Religion
- Affiliation: Hinduism
- District: Kakinada district
- Deity: Talupulamma Thalli
- Festivals: Annual Jatara; Ashada Masa Utsavams;

Location
- Location: Lova
- State: Andhra Pradesh
- Country: India
- Interactive map of Talupulamma Temple
- Coordinates: 17°22′26″N 82°29′44″E﻿ / ﻿17.3739°N 82.4955°E

Architecture
- Type: Dravidian architecture

= Talupulamma Temple, Lova =

Hindu temple in India

Talupulamma Temple (popularly known as Talupulamma Lova) is a Hindu pilgrimage site located in the village of Lova in Kakinada district of Andhra Pradesh, India. The presiding deity is a gramadevatha known as Talupulamma Thalli (lit. Goddess who grants wishes).

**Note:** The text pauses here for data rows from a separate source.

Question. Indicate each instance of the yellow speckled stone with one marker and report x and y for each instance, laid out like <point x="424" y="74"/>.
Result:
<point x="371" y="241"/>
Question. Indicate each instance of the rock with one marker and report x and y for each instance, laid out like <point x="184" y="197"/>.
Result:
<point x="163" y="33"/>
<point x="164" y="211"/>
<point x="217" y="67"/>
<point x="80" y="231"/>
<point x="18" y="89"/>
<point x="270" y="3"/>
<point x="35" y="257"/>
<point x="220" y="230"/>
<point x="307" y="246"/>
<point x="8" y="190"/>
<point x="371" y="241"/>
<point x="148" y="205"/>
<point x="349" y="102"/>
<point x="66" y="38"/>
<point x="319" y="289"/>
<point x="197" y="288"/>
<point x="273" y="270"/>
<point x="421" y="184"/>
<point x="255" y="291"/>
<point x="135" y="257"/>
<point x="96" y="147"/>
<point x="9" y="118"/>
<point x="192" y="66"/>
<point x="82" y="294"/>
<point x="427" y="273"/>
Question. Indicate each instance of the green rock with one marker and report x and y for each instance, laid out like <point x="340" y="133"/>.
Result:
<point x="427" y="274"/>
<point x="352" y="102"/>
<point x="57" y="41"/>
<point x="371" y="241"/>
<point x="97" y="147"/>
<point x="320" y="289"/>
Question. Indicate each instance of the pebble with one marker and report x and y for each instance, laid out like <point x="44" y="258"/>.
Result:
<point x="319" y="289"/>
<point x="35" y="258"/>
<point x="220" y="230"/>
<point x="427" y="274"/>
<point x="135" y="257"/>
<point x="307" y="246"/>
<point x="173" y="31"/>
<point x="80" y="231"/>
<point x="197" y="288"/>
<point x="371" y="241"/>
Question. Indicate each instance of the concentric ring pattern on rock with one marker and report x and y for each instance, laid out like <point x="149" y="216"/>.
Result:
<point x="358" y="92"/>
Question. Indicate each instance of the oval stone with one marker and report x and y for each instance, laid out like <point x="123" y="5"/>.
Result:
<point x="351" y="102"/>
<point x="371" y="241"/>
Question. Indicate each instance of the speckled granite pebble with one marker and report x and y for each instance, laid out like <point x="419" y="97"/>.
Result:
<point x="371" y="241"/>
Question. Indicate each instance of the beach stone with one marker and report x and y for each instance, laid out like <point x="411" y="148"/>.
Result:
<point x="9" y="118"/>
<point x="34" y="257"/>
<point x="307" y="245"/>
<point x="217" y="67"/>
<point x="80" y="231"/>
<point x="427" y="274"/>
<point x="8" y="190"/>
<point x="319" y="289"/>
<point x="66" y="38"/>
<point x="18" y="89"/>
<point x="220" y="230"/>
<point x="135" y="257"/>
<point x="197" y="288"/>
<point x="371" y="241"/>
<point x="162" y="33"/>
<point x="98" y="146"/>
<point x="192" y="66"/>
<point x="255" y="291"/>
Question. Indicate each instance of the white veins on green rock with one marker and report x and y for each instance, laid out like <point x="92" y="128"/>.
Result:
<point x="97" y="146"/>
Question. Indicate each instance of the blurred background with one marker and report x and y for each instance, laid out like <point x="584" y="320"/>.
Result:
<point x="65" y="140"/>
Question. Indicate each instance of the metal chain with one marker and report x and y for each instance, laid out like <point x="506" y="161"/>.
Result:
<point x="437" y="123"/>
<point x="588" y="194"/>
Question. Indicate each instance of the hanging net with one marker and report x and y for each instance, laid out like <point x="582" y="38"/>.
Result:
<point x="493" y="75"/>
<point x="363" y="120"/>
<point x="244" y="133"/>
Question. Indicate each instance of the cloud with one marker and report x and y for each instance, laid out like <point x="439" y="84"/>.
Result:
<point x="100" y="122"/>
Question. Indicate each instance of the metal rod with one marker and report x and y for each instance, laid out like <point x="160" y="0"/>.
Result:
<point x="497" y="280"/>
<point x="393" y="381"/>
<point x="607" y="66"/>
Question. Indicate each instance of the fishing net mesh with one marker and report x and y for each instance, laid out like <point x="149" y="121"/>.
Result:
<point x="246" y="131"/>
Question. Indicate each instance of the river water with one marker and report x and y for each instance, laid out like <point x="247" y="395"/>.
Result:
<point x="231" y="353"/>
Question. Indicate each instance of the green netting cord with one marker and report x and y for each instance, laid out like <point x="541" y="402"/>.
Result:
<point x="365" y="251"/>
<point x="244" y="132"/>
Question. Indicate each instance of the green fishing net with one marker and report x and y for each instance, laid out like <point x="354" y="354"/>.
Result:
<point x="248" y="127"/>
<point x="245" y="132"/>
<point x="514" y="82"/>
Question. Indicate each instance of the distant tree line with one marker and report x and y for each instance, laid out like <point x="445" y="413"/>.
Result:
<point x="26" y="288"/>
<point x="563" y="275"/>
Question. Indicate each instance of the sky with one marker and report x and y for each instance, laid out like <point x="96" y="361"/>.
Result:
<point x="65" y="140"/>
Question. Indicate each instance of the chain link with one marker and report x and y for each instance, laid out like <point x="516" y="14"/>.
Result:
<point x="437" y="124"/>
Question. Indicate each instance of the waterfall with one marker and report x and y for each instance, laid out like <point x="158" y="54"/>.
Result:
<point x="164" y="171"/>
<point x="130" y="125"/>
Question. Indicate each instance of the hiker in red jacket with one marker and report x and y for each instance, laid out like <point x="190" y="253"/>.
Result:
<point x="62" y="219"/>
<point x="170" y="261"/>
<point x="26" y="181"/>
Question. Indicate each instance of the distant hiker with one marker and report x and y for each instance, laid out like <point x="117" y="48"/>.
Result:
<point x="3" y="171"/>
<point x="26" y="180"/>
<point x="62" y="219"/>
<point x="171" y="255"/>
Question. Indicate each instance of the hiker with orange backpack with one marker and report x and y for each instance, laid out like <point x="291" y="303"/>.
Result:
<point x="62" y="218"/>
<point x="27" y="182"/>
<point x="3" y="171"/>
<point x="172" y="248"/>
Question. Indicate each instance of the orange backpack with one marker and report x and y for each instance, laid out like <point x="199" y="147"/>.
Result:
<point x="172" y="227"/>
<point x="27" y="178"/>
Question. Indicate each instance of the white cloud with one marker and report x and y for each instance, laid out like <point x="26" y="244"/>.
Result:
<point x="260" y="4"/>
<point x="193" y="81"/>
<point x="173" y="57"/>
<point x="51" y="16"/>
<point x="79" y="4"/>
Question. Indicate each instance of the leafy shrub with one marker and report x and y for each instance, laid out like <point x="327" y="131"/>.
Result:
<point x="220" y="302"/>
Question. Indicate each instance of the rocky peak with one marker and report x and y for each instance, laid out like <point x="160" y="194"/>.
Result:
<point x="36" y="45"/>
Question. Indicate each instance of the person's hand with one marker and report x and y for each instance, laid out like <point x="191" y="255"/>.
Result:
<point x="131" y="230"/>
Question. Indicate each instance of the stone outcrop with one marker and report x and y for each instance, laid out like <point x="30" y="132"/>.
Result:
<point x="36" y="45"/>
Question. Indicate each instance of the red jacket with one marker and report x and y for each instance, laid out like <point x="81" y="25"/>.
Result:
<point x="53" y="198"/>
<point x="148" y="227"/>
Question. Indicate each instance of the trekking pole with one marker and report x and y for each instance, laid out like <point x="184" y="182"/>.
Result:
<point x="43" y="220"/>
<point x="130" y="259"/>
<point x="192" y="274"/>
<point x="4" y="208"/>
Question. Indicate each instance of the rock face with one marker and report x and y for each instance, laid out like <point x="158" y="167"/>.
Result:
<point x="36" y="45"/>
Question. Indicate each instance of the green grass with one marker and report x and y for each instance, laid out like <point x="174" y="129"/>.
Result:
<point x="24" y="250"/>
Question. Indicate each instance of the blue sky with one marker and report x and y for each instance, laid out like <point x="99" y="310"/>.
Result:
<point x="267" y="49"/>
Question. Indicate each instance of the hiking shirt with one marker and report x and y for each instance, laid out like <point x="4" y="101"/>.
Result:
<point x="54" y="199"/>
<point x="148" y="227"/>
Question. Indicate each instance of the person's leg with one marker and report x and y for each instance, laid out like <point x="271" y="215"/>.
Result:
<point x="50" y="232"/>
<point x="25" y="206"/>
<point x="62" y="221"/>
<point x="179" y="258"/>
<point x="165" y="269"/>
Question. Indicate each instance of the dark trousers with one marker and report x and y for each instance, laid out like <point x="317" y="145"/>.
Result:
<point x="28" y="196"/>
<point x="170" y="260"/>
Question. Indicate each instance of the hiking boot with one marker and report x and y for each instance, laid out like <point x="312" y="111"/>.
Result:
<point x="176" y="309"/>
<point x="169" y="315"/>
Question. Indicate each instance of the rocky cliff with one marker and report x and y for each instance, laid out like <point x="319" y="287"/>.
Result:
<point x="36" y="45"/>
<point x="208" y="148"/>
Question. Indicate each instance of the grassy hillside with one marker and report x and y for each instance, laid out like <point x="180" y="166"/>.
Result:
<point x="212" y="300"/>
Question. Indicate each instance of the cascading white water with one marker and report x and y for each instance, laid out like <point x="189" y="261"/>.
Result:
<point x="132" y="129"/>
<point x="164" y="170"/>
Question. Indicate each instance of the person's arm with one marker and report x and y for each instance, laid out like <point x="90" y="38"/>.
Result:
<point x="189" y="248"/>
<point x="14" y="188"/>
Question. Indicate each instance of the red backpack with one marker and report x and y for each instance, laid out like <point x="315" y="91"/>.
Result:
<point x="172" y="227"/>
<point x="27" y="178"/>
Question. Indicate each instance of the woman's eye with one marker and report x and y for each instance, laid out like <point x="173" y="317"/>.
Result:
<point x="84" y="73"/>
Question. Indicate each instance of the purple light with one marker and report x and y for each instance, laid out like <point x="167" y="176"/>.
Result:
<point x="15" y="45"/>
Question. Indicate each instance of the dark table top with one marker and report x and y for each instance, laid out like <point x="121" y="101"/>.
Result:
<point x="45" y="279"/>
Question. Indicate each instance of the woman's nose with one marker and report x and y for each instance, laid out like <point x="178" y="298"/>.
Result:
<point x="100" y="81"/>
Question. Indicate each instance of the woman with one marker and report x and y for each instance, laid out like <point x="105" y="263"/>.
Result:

It is located between two heavily forested hillocks Darakonda and Teegakonda near the City of Tuni and has views of the valley. The temple is situated 5 km from Tuni, 65 km from Kakinada and 90 km from Visakhapatnam. The temple is also close to the Vaishnavite temple town of Annavaram (20 km).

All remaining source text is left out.